SELECT SQL_NO_CACHE a.a_id, (SELECT b.ts FROM bravo AS b FORCE INDEX (idx_a_id) WHERE b.a_id = a.a_id ORDER BY b_id LIMIT 1) AS ts FROM alpha AS a WHERE a_id > 999999 LIMIT 1 \G
*************************** 1. row ***************************
a_id: 1000000
  ts: 2012-11-14 08:58:32
1 row in set (0.01 sec)

### Same query on 

Server version:		5.0.58-enterprise-gpl MySQL Enterprise Server (GPL)

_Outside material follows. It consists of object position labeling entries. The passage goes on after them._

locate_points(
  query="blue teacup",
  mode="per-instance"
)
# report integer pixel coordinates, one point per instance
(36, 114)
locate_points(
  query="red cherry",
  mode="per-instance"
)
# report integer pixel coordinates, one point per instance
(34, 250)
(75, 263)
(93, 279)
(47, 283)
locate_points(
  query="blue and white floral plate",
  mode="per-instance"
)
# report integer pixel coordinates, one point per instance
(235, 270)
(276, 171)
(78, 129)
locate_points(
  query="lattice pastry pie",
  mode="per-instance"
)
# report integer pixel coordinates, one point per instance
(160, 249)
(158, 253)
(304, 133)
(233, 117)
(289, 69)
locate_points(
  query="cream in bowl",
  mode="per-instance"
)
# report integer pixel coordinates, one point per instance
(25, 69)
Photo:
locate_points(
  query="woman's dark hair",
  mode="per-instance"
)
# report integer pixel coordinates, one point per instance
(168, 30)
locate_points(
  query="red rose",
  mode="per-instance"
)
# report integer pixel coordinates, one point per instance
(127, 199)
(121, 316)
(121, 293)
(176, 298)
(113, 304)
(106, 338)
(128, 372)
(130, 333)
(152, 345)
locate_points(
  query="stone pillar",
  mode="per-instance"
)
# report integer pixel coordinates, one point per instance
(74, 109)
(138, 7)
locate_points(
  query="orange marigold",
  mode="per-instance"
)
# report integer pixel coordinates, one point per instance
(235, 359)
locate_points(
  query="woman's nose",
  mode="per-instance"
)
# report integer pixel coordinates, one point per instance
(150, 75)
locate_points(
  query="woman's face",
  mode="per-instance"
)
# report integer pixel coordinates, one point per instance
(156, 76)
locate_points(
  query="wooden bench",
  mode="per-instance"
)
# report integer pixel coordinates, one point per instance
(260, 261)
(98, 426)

EXPLAIN SELECT SQL_NO_CACHE a.a_id, (SELECT b.ts FROM bravo AS b WHERE b.a_id = a.a_id ORDER BY b_id LIMIT 1) AS ts FROM alpha AS a WHERE a_id > 999999 LIMIT 1 \G

*************************** 1. row ***************************
           id: 1
  select_type: PRIMARY
        table: a
         type: range
possible_keys: PRIMARY
          key: PRIMARY
      key_len: 4
          ref: NULL
         rows: 8999571
        Extra: Using where; Using index
*************************** 2. row ***************************
           id: 2
  select_type: DEPENDENT SUBQUERY
        table: b
         type: ref
possible_keys: idx_a_id
          key: idx_a_id
      key_len: 4
          ref: test.a.a_id
         rows: 2
        Extra: Using where; Using filesort
2 rows in set (0.00 sec)

(db131.tss:test:12)$ SELECT SQL_NO_CACHE a.a_id, (SELECT b.ts FROM bravo AS b WHERE b.a_id = a.a_id ORDER BY b_id LIMIT 1) AS ts FROM alpha AS a WHERE a_id > 999999 LIMIT 1 \G
*************************** 1. row ***************************
a_id: 1000000
  ts: 2012-11-14 09:09:08
1 row in set (0.00 sec)
[29 Nov 2012 18:53] Sveta Smirnova
Thank you for the report.

This is fixed in version 5.6.8. Please upgrade.